In the following chart, I've graphed the probability of Chamberlain making anywhere from 9 to 32 free-throws out of 32, given his season-long percentage of .613 (below 9, the likelihood is extremely low). You may click on the graphic to enlarge it.

As can be seen, the probabilities of Chamberlain making 28, 29, 30, 31, or 32 free-throws were all tiny, so that the probability of 28 or more made shots was around 1 or 2 in 1,000, according to this annotated screen caputre from the statistical calculator website:

With a roughly 61% free-throw percentage, Chamberlain would have been most likely to make, you guessed it, 61% of his attempts, which translates into 19.5 out of 32 (note how the bars for 19 and 20 are the highest in the graph above). Thus, he greatly exceeded statistical expectations.

Pomerantz tried to answer his original question about how Chamberlain could have been so successful on free-throws (which we now know to be a roughly 1-in-1,000 phenomenon) by claiming that the baskets in Hershey featured "soft," rickety rims. When a ball hits a soft rim, the reasoning goes, it will bounce gently around and possibly fall through the hoop, rather than banging hard against it and flying off. Whether that's a valid explanation or not, I can't say. Still, Wilt must have been shooting the ball close enough to the basket on his free-throw attempts to (allegedly) benefit from the soft rims.

A famous quote from the writings of the late Harvard paleontologist Stephen Jay Gould is that, "Long streaks always are, and must be, a matter of extraordinary luck imposed upon great skill." Indeed.

1 comment:

Gur Yaari said...

Very interesting!

Although a p value of 0.001-2 sounds small, one has to correct for multiple testing ( This means that if one has 100 games for example, then the probability of having a p value of 0.001 in one of the games is not so small (could be approximated by p*100 = 0.1-0.2 in this case).

However, the other fact mentioned in this post is way more unlikely to occur by chance - namely, the free throws percentage Wilt Chamberlain had in the entire 1961-62 season: 0.613.
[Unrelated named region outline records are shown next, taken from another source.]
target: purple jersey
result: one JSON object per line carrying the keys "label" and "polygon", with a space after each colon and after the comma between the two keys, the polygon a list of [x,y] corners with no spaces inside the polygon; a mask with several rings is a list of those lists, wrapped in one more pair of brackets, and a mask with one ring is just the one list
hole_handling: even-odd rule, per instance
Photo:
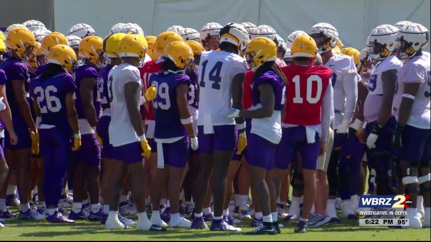
{"label": "purple jersey", "polygon": [[187,76],[190,78],[190,85],[189,86],[189,91],[187,93],[187,98],[189,100],[189,105],[195,108],[199,108],[198,98],[197,93],[198,86],[197,71],[194,70],[193,74]]}
{"label": "purple jersey", "polygon": [[109,104],[109,96],[107,92],[107,76],[109,72],[114,66],[108,64],[105,67],[100,69],[99,72],[99,78],[97,79],[97,90],[100,99],[100,105],[102,108],[109,108],[111,106]]}
{"label": "purple jersey", "polygon": [[[80,66],[75,72],[75,83],[76,85],[76,100],[75,100],[75,106],[76,112],[78,113],[78,118],[85,118],[85,114],[84,113],[84,108],[82,107],[82,103],[81,100],[81,95],[79,93],[79,87],[81,82],[84,78],[94,78],[97,80],[98,73],[97,69],[88,65]],[[98,109],[97,105],[97,85],[94,86],[93,89],[93,104],[96,109],[96,113],[97,113]]]}
{"label": "purple jersey", "polygon": [[41,125],[56,126],[62,133],[70,135],[65,102],[66,94],[76,90],[72,76],[64,73],[47,79],[39,76],[31,80],[30,89],[32,98],[40,109]]}
{"label": "purple jersey", "polygon": [[155,116],[154,138],[169,139],[187,135],[177,104],[177,87],[182,84],[189,86],[189,76],[163,72],[151,75],[149,83],[157,89],[157,96],[152,100]]}

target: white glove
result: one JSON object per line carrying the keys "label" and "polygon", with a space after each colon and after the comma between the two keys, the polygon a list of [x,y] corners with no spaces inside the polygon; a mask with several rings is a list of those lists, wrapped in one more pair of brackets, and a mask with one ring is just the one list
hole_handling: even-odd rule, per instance
{"label": "white glove", "polygon": [[3,102],[4,99],[5,99],[4,97],[0,97],[0,111],[3,111],[4,110],[6,109],[6,104]]}
{"label": "white glove", "polygon": [[197,137],[190,138],[190,147],[193,150],[197,150],[199,148],[199,144],[197,142]]}
{"label": "white glove", "polygon": [[229,112],[228,114],[228,117],[238,117],[239,116],[239,109],[235,108],[229,108]]}
{"label": "white glove", "polygon": [[379,138],[379,135],[375,134],[370,134],[368,136],[368,138],[366,140],[366,145],[369,149],[374,149],[375,148],[375,141]]}
{"label": "white glove", "polygon": [[349,132],[349,126],[350,125],[350,122],[347,119],[343,120],[341,125],[337,130],[337,134],[347,134]]}

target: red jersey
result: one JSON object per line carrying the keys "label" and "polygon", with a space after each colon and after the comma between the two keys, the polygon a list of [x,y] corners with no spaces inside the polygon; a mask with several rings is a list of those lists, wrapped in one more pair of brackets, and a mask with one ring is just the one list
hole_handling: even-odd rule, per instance
{"label": "red jersey", "polygon": [[[160,67],[160,63],[158,62],[156,63],[156,60],[150,60],[144,64],[144,66],[139,69],[139,73],[141,74],[141,80],[142,82],[142,95],[145,92],[145,90],[149,86],[148,80],[150,79],[150,76],[151,73],[155,73],[163,71],[163,69]],[[145,112],[143,110],[141,110],[141,115],[145,115],[145,117],[146,120],[154,120],[154,113],[152,112],[152,103],[148,102],[145,104],[145,107],[147,108],[147,111]],[[144,116],[142,116],[143,119]]]}
{"label": "red jersey", "polygon": [[332,71],[322,66],[289,66],[282,71],[287,77],[284,124],[317,125],[321,122],[322,100]]}

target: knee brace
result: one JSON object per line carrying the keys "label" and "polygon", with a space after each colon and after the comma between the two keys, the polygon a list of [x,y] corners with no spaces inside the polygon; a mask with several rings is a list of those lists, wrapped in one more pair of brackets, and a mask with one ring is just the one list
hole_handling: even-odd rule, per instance
{"label": "knee brace", "polygon": [[304,190],[304,176],[301,173],[295,171],[292,175],[292,182],[291,183],[293,189],[298,191]]}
To calculate how unlikely this is to occur by chance, one can use the same binomial distribution, assuming the probability of success is 0.511 (his career free throws percentage) and ask what is the p value to obtain 835 successes out of 1363 attempts. The answer is 10^-14 (0.00000000000001) which stays extremely low even after correcting for multiple testing ... 1961-62 was indeed an incredible season for Wilt Chamberlain's free throws performance.